In this chapter, by employing a biographical approach, I seek to answer how biographical research increases attention to race and ethnicity and the differing experiences of mothers by providing a counter-narrative against the mainstream narrative on agency and ethnicity. My central questions are how older Iranian women feel about being a mother, specifically a ‘good mother’, what meanings they ascribe to mothering, how mothering conflicts with their other identities, such as being a woman and a wife, and how Iranian mothers engage with and respond to the dominant ideology of mothering.
Mothering is a multifaceted and complex concept that comprises both mundane practice and symbolic meaning. In this book chapter, I consider mothering as a gendered and bodily practice, addressing both the materiality of mothers’ bodies together with their social realities and gender as social practices and socio-political structures. However, I explain that women also negotiate cultural meaning and symbols to shape gendered mothering experiences and its bodily practice. This approach enabled me to not only focus on cultural processes but also emotional dynamics, gendered bodies and any non-discursive forms of power and constraint. Moreover, it provides more room for the reflexive self to show how Iranian mothers engage with and respond to the dominant ideology, and correspondingly the experience of mothering is not limited to the passive result of socialisation.
Mothering not only reflects socio-cultural structures and changes, but is also an agent of transformation, connecting personal lives and kinship with larger-scale historical processes.

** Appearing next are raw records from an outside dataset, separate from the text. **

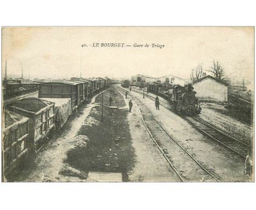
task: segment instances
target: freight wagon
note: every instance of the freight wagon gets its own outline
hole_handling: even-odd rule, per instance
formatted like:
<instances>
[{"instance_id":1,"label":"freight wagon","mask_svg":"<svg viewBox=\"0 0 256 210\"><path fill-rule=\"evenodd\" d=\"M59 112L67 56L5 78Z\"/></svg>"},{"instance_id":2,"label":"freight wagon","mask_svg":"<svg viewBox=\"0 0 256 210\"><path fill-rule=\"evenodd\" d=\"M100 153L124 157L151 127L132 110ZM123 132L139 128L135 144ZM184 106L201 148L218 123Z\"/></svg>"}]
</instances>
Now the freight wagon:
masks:
<instances>
[{"instance_id":1,"label":"freight wagon","mask_svg":"<svg viewBox=\"0 0 256 210\"><path fill-rule=\"evenodd\" d=\"M39 98L70 98L72 109L80 104L80 84L72 81L46 82L39 85Z\"/></svg>"},{"instance_id":2,"label":"freight wagon","mask_svg":"<svg viewBox=\"0 0 256 210\"><path fill-rule=\"evenodd\" d=\"M48 141L48 136L55 128L54 103L37 97L28 97L12 103L11 111L29 119L29 156L34 156Z\"/></svg>"},{"instance_id":3,"label":"freight wagon","mask_svg":"<svg viewBox=\"0 0 256 210\"><path fill-rule=\"evenodd\" d=\"M29 119L8 110L3 115L2 167L6 176L28 158Z\"/></svg>"}]
</instances>

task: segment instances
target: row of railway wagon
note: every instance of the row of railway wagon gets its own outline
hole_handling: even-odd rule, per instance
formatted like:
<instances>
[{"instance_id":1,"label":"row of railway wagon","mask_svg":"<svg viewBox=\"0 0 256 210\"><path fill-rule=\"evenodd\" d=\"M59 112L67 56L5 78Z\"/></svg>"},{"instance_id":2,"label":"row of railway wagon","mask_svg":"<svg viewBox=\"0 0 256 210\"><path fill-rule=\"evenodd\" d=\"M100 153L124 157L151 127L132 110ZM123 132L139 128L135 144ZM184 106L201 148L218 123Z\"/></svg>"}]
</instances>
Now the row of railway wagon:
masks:
<instances>
[{"instance_id":1,"label":"row of railway wagon","mask_svg":"<svg viewBox=\"0 0 256 210\"><path fill-rule=\"evenodd\" d=\"M3 99L5 100L37 90L39 83L21 79L3 81Z\"/></svg>"},{"instance_id":2,"label":"row of railway wagon","mask_svg":"<svg viewBox=\"0 0 256 210\"><path fill-rule=\"evenodd\" d=\"M169 82L153 82L147 85L147 88L149 92L168 100L178 113L193 115L201 113L201 107L196 96L197 92L191 84L183 87Z\"/></svg>"},{"instance_id":3,"label":"row of railway wagon","mask_svg":"<svg viewBox=\"0 0 256 210\"><path fill-rule=\"evenodd\" d=\"M72 78L44 82L38 85L38 97L5 106L2 138L5 176L33 160L79 106L110 84L109 78Z\"/></svg>"},{"instance_id":4,"label":"row of railway wagon","mask_svg":"<svg viewBox=\"0 0 256 210\"><path fill-rule=\"evenodd\" d=\"M130 86L137 86L140 87L146 87L148 83L145 82L134 82L128 80L121 81L121 85L124 87L129 87Z\"/></svg>"}]
</instances>

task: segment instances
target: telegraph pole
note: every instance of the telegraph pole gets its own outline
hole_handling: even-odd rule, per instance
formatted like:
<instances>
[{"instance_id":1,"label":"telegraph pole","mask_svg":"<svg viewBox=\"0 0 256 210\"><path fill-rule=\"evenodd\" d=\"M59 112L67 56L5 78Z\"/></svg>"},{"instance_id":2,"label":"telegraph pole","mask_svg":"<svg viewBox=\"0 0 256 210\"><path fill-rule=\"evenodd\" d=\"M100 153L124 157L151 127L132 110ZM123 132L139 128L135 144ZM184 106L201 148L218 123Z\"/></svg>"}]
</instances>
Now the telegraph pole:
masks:
<instances>
[{"instance_id":1,"label":"telegraph pole","mask_svg":"<svg viewBox=\"0 0 256 210\"><path fill-rule=\"evenodd\" d=\"M22 79L23 79L23 67L22 66Z\"/></svg>"},{"instance_id":2,"label":"telegraph pole","mask_svg":"<svg viewBox=\"0 0 256 210\"><path fill-rule=\"evenodd\" d=\"M80 79L82 79L82 55L80 61Z\"/></svg>"},{"instance_id":3,"label":"telegraph pole","mask_svg":"<svg viewBox=\"0 0 256 210\"><path fill-rule=\"evenodd\" d=\"M4 85L5 86L7 85L7 60L5 60L5 77L4 78Z\"/></svg>"},{"instance_id":4,"label":"telegraph pole","mask_svg":"<svg viewBox=\"0 0 256 210\"><path fill-rule=\"evenodd\" d=\"M102 93L102 122L103 122L103 93Z\"/></svg>"},{"instance_id":5,"label":"telegraph pole","mask_svg":"<svg viewBox=\"0 0 256 210\"><path fill-rule=\"evenodd\" d=\"M143 85L143 99L145 99L145 86Z\"/></svg>"}]
</instances>

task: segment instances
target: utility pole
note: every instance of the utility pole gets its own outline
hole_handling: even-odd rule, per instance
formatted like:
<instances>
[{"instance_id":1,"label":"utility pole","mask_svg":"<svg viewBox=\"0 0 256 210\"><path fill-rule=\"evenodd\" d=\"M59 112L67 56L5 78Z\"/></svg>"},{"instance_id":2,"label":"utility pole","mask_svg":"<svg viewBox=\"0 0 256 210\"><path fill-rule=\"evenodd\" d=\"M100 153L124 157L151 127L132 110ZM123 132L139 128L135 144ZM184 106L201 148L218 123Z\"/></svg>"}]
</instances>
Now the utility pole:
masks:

As a key site where family, religion, culture and economy converge, mothering encompasses and relies on norms developed by individuals, families and the gender order of the society. These norms also shape the stigma around mothering experiences such as ‘good mothering’, and highlight the importance of the cultural meanings and symbols in shaping mothering experiences.
Mothering is a gendered practice, as both femininity and gender identity have mothering at the centre. Connell (1987) highlights that social relations of gender are organised in relation to the reproductive division of people into male and female.